Notes for PPPL TRANSP Support Personnel

Index
Crashed Runs
Tshare Setup
Power Outages
PBS Problems
Expired Proxy
Recovering from other problems
Other Tools
Running mpi jobs with a debugger
Tracing mpi jobs
Manually updating ntcc libs and Transp Utilities
JCodeSys in pshare
NSTX SQL Logbook

Power Outages:

All data will automatically be retrieved from the compute nodes and jobs will be restarted.
If there were many jobs running, it can take quite a while to retrieve them - some can be 10GB large.
Do NOT maually interfere with the cron job, enq_all.

To handle scheduled outages see $CODESYSDIR/source/doc/power_outage.doc

Recovering from other problems:

1. Check logs:
    a) Run verify_jobs
    b) examine $LOGDIR/runlog/<TOK>/<runid>*
    c) cat $LOGDIR/<TOK>_<runid>.log
    d) cat $RESULTDIR/<tok>/<runid>.pbs{out,err}
    e) grep <runid> $LOGDIR/transptemp.log
    f) cat $LOGDIR/pbslog/<runid>*
    g) grep <runid> $LOGDIR/cronlog/*
    h) on isis:
       tracejob -n<Days> <pbs-id>

2. Run completed somehow but post-processing needs to be done:
   a) be sure to do: source ~pshare/globus/.userrc_csh 
   b)  tr_recover.pl  <runid> <tok> <year> all 
      tr_recover.pl with all will prompt you for plotcon, etc.
      and does Steps 3 and 4 below.

3. Run completed, but stopped before writing to mdsplus, or failed during
   mdsplot:
    a) <runid>mds.sh
       if crash directory is empty, run manually, e.g.:
       mdsplot T T transp_nstx s transpgrid.pppl.gov n 123450101 q 12345A01
       Get server, tree and mds-shot from:
       $QSHARE/<tok>/<runid>/<runid>_<tok>.REQUEST
       Be sure to check in the REQUEST file the user really wants MDSplus
       output.
    If run did not complete:
    b) source ~pshare/globus/.userrc_csh (or . ~pshare/globus/.userrc)
       finishup <runid>
    c) follow 4.

4. Run stopped after finishup:
     source ~pshare/globus/.userrc_csh (or . ~pshare/globus/.userrc)
     tr_recover.pl <runid> <tok> <year> 
       copies all Output files to $ARCDIR
       corrects status
       sends email to user

5. Job was lost or user did something accidentally and wants to restore it:
   1) copy /u/tr_/transp/backup/<TOK>/<runid>.zip file into save directory
   2) ask user to run  tr_cleanup <runid> <tok> <year> 
   3)  tr_cleanup <runid> 
   4)  tr_start <runid>   with all options
   5)  tr_send <runid>  
   6) after job was started kill it with
   7)  qdell <pbs.jobid> 
   8) move saved <runid>.zip file to
      $RESULTDIR/<TOK>/<runid>
   9)  unzip <runid>.zip 
  10) now this is a crashed run that is stuck on host
      follow procedure  2. PBS problems   but instead of 
      tr_restart <runid> move 
      run
      tr_restart <runid> link

Top

The triage program manages the bug tracking of a stopped run.
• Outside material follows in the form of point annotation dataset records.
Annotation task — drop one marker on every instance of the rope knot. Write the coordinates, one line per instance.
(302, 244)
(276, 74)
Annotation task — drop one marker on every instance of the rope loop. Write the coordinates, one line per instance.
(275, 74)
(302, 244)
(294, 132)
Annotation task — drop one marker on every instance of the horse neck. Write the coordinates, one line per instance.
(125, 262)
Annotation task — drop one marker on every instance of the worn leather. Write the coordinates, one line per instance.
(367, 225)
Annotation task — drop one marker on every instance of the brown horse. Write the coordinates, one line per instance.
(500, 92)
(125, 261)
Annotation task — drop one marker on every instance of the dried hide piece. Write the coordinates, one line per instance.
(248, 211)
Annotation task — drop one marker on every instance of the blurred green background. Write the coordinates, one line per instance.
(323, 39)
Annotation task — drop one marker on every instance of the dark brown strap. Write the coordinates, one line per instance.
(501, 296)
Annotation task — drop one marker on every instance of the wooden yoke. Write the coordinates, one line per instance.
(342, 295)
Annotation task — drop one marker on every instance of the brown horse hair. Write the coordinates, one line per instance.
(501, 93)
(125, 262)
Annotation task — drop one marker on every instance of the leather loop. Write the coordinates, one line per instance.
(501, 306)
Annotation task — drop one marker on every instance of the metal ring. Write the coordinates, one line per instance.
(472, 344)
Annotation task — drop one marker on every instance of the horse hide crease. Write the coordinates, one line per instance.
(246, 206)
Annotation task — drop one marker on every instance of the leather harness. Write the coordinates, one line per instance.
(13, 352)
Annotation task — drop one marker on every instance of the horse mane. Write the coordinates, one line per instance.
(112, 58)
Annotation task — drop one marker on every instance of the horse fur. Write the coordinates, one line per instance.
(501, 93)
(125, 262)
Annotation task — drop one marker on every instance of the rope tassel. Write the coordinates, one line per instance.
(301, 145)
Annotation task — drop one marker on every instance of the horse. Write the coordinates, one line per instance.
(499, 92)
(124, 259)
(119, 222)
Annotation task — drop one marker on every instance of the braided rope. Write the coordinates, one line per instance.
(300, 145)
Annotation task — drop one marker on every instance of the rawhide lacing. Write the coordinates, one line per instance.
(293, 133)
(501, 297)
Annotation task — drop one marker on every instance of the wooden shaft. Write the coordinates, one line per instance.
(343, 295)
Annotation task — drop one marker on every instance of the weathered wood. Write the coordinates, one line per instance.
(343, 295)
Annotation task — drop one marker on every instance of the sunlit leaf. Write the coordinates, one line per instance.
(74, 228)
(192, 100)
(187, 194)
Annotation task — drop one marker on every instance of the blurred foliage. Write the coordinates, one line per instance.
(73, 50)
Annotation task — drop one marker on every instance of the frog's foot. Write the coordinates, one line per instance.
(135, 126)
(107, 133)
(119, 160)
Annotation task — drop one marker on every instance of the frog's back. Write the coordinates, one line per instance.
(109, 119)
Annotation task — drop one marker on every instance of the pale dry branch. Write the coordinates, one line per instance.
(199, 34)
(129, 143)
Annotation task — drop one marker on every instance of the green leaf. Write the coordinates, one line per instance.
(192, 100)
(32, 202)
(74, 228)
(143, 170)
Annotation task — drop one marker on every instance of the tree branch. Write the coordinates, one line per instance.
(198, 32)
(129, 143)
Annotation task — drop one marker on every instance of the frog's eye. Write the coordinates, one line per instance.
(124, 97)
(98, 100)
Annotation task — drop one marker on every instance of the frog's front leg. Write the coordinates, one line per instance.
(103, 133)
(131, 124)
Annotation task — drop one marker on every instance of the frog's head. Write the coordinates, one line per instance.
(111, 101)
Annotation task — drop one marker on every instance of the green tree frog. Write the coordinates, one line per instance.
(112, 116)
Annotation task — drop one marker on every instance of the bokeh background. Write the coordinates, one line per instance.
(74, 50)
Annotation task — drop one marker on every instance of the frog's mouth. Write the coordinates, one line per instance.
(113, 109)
The stopped run can be locked to prevent other developers from simultaneously debugging a run, a cause can be attached which is communicated to the user through the stopped job web page and an action assigned for controling when a stopped job is cleaned up. more info.

To check status of triage:
plook
plook -h

Common Errors

a list of TRANSP fatal errors

tr_change_year

If a run is archived in the wrong year directory, it must be re-written into mdsplus. It is not sufficient to move the files in $TRINF & $ARCDIR.
As pshare, run
tr_change_year <runid> <tok> <year> <new-year>

tr_save

If you made a "private run" with your own TRANSP version, and want to permanently archive it, use tr_save

Pre-requisite:
1. TR.DAT, TR.INF and *.CDF files must be on a cluster directory, that can be accessed by pshare;
  you must provide a TR.INF file
2. Ufiles, as pointed to by TR.DAT must be accessible by pshare
Now do:
1. login as pshare
2. cd < location of your run >
3. tr_save <runid> <tok> <yr>

If you restarted an aborted run of another user, with your private TRANSP code, as "yourself", and want to archive it, see Archiving Notes

mds_get_inf

to retrieve Namelist, Contents (TF.PLN), or other text nodes from MDSplus, or to get names of Ufiles.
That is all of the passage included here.